Dramatic image of an industrial furnace with bright flames and heavy machinery at night.

EU Steel Vote: 50% Tariff and 47% Quota Cut Head to Plenary

The European Parliament heads into the 18-21 May plenary session with one of the most consequential trade decisions of the legislative term on its agenda: the formal endorsement of a new steel safeguard regime that will replace the 2018 measures expiring on 30 June 2026. The package, agreed in trilogue on 14 April between Council, Parliament and Commission, sets the out-of-quota duty at 50% – double the current 25% – and cuts tariff-free imports to 18.3 million tonnes per year, a 47% reduction relative to 2024 quotas.

The strategic case

For Brussels, the new regime is both a defensive and a strategic measure. The European Commission estimates that global steel overcapacity will grow from the current 602 million tonnes – five times annual European demand – to 721 million tonnes by 2027. With third countries from the United States to Türkiye introducing or maintaining protectionist measures, the EU has emerged as the residual destination for diverted production.

Melt and Pour requirement

The most novel element of the new framework is the “Melt and Pour” traceability requirement. Importers will have to identify the country in which the steel was originally produced in liquid form within a steel-making furnace, regardless of subsequent processing. The mechanism is explicitly designed to prevent the circumvention of the new tariffs through third-country processing – a pattern that has accelerated since 2018.

“Phasing out Russian steel”

Lead negotiator Karin Karlsbro (Renew, Sweden) summarised the political stakes in the wake of the trilogue: “Combatting the negative trade effects from global overcapacity on the EU steel market is essential. With the agreement, the Parliament, the Council and the Commission could jointly declare the importance of swiftly phasing out all import of Russian steel products.” The joint declaration accompanying the regulation commits the institutions to gradual phase-out of Russian steel imports, alongside diversification of supply.

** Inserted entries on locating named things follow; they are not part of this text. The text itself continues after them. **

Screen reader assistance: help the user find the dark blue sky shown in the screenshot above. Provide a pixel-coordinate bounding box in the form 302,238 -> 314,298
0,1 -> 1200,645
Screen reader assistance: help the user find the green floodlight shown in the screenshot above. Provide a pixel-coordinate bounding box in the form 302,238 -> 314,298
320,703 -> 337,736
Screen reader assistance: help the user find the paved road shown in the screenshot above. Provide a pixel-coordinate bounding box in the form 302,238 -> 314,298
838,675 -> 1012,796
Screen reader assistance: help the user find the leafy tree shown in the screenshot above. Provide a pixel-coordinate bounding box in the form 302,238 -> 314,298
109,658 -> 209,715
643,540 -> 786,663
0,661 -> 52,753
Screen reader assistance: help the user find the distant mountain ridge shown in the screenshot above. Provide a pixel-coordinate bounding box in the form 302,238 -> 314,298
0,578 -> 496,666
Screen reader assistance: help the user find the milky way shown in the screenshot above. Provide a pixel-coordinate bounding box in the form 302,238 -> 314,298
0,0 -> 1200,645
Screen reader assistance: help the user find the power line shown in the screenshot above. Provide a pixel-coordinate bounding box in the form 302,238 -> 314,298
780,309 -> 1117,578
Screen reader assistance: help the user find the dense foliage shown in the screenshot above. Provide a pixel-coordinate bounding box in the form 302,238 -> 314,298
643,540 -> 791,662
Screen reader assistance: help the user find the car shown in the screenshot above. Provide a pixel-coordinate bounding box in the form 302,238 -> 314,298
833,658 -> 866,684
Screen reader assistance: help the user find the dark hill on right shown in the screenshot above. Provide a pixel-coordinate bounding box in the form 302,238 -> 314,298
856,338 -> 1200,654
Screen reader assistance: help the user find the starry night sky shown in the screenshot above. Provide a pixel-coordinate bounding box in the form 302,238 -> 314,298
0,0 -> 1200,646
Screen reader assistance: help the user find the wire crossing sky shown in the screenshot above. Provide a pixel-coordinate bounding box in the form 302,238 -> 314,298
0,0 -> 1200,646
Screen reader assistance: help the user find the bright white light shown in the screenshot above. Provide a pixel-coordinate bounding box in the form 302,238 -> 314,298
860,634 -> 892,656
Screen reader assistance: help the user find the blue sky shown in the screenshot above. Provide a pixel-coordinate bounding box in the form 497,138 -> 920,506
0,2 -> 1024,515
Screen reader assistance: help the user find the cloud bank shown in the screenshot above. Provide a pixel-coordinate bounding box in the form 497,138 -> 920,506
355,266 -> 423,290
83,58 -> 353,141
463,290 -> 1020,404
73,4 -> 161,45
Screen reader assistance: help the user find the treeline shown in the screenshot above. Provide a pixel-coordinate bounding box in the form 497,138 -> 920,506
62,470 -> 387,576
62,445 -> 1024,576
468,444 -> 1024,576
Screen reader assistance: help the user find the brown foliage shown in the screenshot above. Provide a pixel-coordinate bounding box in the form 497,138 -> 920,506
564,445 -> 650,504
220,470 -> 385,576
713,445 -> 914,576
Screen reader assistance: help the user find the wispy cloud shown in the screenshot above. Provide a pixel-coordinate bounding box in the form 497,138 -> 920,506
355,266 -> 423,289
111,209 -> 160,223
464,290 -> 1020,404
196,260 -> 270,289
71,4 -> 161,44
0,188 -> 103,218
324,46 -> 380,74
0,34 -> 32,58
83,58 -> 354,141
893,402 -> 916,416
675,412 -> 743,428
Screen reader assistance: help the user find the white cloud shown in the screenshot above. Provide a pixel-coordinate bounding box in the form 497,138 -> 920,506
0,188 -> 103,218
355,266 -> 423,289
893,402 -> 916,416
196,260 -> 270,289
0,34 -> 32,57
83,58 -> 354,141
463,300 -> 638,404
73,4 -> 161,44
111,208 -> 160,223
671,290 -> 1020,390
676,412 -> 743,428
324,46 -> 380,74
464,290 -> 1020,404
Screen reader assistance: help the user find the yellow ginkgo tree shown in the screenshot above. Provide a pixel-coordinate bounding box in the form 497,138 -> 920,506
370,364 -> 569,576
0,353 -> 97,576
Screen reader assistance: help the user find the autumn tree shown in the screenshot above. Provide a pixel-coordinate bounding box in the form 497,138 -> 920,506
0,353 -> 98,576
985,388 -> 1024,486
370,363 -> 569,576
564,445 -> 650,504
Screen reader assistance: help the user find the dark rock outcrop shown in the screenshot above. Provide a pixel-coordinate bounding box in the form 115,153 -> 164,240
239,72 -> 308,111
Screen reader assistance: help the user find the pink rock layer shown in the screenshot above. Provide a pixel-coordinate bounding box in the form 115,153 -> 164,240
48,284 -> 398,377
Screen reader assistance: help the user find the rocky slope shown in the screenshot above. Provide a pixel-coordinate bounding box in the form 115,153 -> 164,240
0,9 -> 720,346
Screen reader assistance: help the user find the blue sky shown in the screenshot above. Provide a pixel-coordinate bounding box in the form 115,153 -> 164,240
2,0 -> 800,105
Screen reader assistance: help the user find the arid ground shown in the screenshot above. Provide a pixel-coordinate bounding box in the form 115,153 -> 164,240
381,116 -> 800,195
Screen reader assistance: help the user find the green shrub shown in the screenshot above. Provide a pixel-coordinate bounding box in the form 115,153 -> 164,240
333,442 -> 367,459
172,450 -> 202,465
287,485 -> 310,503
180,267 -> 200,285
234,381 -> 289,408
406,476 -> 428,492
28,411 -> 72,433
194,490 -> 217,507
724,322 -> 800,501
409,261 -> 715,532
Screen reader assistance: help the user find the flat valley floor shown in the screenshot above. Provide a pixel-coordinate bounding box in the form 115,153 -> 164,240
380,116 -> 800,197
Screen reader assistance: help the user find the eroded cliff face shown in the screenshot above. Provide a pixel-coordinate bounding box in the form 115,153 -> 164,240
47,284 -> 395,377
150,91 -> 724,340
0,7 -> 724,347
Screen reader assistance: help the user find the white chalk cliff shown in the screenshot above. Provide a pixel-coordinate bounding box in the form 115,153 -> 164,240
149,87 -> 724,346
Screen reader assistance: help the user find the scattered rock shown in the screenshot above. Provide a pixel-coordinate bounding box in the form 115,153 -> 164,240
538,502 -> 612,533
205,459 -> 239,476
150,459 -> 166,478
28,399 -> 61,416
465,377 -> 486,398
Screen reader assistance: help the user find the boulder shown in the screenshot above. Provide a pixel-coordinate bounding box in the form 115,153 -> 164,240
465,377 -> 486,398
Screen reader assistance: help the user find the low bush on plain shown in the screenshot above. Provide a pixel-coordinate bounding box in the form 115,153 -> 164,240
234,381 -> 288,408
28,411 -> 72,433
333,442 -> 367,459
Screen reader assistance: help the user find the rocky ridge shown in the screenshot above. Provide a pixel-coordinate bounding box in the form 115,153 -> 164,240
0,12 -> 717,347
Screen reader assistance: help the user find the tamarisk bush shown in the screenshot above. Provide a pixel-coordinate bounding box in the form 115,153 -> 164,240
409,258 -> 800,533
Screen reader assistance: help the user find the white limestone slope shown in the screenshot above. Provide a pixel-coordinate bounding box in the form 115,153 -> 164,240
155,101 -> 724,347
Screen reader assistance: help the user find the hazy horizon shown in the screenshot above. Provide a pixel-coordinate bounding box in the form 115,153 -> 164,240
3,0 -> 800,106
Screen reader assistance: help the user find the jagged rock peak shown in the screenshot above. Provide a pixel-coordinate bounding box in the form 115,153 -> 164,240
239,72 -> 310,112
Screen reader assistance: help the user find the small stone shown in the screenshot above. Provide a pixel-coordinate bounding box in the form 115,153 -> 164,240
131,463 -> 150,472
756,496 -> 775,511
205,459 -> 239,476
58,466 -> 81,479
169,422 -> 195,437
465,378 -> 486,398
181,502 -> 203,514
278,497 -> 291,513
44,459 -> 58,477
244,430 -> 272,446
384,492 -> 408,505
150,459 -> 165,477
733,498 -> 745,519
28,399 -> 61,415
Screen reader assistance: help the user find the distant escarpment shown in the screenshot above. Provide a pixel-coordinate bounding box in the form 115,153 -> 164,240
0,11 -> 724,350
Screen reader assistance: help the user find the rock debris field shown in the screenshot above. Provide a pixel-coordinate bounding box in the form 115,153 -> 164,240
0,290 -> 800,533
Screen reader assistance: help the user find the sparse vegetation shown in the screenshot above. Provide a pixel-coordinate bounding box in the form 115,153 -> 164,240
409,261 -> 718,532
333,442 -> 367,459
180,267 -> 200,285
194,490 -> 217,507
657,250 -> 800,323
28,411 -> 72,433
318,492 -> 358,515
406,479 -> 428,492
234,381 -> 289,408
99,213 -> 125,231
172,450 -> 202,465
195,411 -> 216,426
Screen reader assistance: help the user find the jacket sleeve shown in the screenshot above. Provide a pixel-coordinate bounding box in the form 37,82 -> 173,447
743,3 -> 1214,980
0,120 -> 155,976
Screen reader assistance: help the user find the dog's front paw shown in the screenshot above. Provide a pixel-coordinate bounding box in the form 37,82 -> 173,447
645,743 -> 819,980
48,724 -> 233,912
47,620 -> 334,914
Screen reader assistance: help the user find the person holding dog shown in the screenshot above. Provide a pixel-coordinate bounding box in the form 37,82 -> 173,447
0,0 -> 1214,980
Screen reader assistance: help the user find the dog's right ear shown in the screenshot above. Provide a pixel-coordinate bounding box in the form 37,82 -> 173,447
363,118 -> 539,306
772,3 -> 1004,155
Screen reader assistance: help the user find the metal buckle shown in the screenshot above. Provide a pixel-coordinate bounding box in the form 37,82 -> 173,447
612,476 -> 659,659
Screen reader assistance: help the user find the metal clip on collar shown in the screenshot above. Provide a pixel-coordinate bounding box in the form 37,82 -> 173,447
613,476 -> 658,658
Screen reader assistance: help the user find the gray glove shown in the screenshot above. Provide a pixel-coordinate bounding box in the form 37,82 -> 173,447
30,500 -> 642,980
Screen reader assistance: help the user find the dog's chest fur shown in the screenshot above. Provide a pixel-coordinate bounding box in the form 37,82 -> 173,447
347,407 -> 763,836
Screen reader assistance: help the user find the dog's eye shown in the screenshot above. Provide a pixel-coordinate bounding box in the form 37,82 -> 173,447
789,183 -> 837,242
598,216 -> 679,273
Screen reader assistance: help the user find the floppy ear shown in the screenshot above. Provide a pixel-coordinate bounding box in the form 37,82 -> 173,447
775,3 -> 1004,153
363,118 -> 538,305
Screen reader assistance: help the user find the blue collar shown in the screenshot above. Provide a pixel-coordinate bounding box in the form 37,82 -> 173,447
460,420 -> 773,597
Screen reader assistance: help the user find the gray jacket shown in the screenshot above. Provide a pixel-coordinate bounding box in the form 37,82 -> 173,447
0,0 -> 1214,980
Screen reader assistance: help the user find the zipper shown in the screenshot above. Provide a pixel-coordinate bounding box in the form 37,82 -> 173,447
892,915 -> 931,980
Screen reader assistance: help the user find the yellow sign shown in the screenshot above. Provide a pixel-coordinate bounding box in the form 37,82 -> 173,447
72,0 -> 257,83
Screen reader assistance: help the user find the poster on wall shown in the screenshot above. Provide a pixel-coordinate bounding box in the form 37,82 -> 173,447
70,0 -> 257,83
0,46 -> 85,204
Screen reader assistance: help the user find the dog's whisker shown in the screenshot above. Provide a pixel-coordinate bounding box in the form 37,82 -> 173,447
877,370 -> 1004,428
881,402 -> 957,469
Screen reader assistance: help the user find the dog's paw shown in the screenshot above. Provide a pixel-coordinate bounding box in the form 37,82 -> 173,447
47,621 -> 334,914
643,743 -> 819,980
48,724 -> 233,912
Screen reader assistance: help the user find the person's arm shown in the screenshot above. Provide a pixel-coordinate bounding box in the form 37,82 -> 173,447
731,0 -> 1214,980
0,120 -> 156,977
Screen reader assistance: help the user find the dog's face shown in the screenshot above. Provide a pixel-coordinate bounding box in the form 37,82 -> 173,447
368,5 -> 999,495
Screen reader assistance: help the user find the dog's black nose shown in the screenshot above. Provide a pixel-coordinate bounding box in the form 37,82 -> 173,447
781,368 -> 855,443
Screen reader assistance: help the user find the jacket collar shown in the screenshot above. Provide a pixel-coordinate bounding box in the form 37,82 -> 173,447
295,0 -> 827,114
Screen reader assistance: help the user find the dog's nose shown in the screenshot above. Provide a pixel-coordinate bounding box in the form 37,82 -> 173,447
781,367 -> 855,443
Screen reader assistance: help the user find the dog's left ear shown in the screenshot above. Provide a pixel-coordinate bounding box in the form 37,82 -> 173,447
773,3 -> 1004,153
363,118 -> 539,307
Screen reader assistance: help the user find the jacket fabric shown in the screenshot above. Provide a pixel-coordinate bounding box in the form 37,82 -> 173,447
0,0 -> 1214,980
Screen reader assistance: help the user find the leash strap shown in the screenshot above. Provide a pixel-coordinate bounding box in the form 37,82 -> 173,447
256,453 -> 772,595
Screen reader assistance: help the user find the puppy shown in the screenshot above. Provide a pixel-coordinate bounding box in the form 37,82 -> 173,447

Industry support, downstream concerns

The German Steel Industry Federation (WV Stahl) and the Italian sector associations have welcomed the agreement. The new structure, according to industry sources, restores the basis for investment in decarbonisation – particularly in hydrogen-based direct reduction routes – that had been stalled by import pressure. Downstream users, by contrast, warn of higher input costs for sectors ranging from automotive to white goods.

WTO compatibility

The legal basis raises non-trivial questions. The Commission has invoked Article XXVIII of the General Agreement on Tariffs and Trade (GATT) to justify the higher tariffs, which permits adjustments provided that the balance of mutually advantageous concessions is maintained. Compensation claims from major exporters – Türkiye, South Korea, India – are widely anticipated, and trade lawyers expect protracted WTO negotiations through 2026 and 2027. The Commission will conduct two scoped reviews, at 6 and 12 months after entry into force, to assess whether additional product categories – including tubes, pipes, and certain wires – should be brought into scope.

For European business

The combined effect on European steel users is meaningful. A doubling of the out-of-quota duty raises the effective cost of marginal imports significantly. With the Iran war keeping energy prices elevated and the BCE moving toward possible rate hikes in June and September, European manufacturers face a 2026 environment in which both energy and key intermediate inputs become more expensive. The expected entry into force on 1 July gives industry six weeks to prepare contracts and inventory positions accordingly.